Bending the Sides
Steam bending is a very different procedure from other woodworking techniques I have used in the past, so it took some getting used to. The first side I bent took nearly an hour and a half. The second only took a half hour and turned out much better than the first side. The heat is the most important factor for a successful bend. If the iron is too hot, it will scorch the sides, turning them brown or even black (you can use a piece of paper to see if the iron is hot enough to scorch the wood.) If the iron is too cool, the wood will never bend effectively. The sides seemed to bend best when the pipe was at least hot enough to cause drops of water to instantly skip off the pipe on contact. As far as water goes, I kept the sides soaked through for this mandolin. On both sides I had some cracking on the outside edge of the larger bend (it was repairable, but still annoying.) Since I built this mandolin, I have changed my technique a bit. I try to use as little water as possible, wiping or drizzling on water with a rag in order to only wet the exterior on the side that will contact the iron. I also used thinner sides (around 0.1 inches or less compared with 0.125 inches thick on this mandolin.) This resulted in essentially no cracking on my later mandolins.
Planing the Sides
These are the planed sides ready for bending. I do not have access to a thickness sander so I used a planer to bring the rough cut sides to thickness. The sled in the second picture helps keep the very thin sides flat while the pass through the planer.
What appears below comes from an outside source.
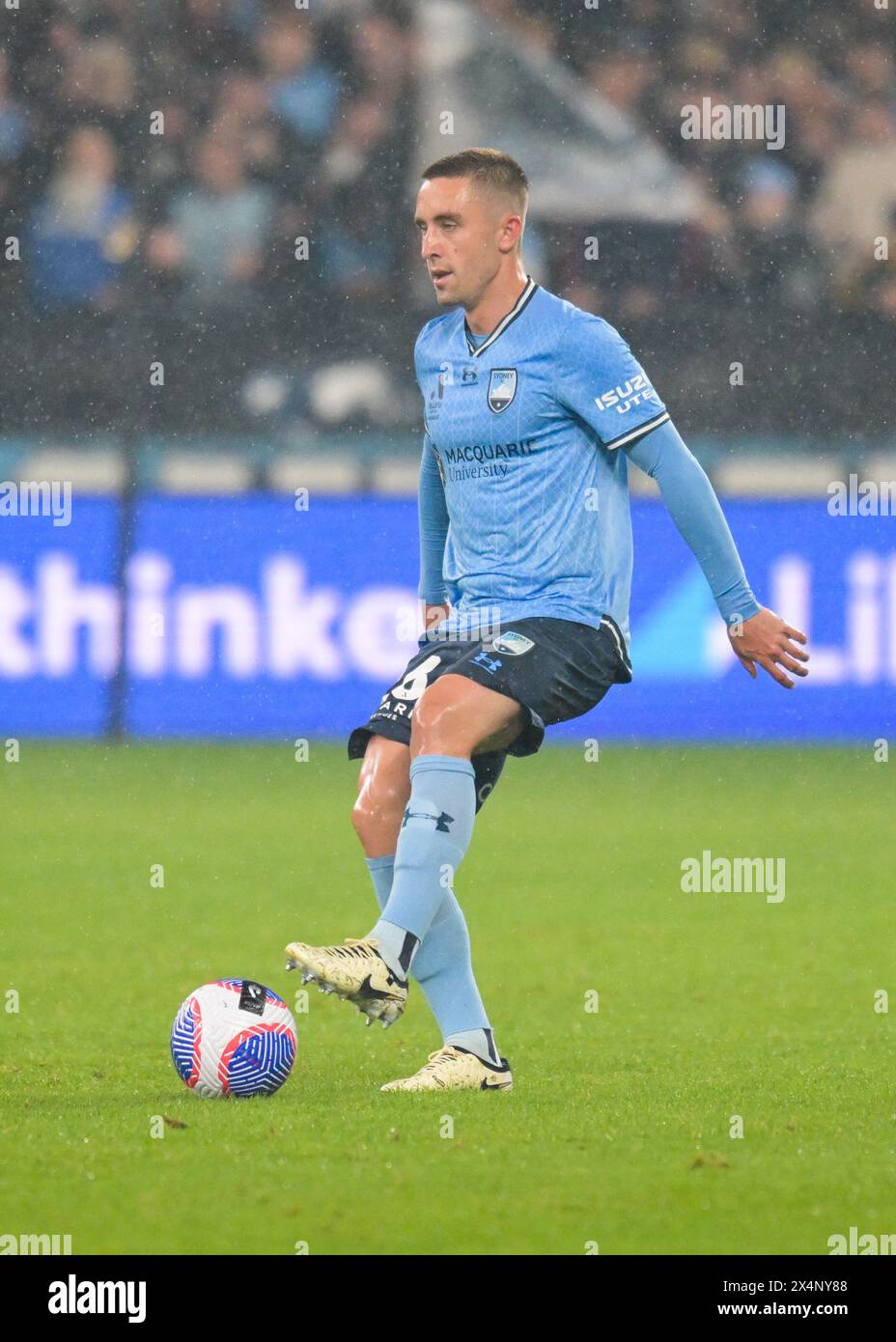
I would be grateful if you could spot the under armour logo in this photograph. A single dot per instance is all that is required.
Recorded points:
(443, 822)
I tried to cut out the sides as close to quartersawn as possible from the maple block. As far as width goes, they are about 1.75 inches across. Since the body is supossed to be about 1.625 inches tall, these sides just made the needed width considering the compound curves the side must make. I would go with at least 2 inches on my next attempt at this design so there is plenty of width for the angle bends of the sides.
Bending Iron Setup
My bending setup consists of a iron pipe supported by two pieces of angle iron and tied down to a 2x3 with pipe clamps. The propane tank is supported by a loose clamp. This setup worked quite well for my purposes. It is quick to heat up and holds a fairly steady temperature without too much fuss.
Bending the Sides
To bend the sides, I first get the section I want to work with wet. I then rock the section back and forth on the iron until it gets very hot through to the opposite side of the wood. At that point the wood becomes flexible and can bend surprisingly easily with gentle even presure. After a few seconds on the heat, the bottom side of the wood dries out, so I rewet the wood then quickly reapply heat to keep the wood bendable.
When the side was close enough to fit on the form, I used rubberbands to secure them and let them dry and cool. When they are cool they retain there shape surprisingly well. At this point, I also glued down and sanded the portions of the side which split. With some sanding, the sides on the finished project don't show the splits at all.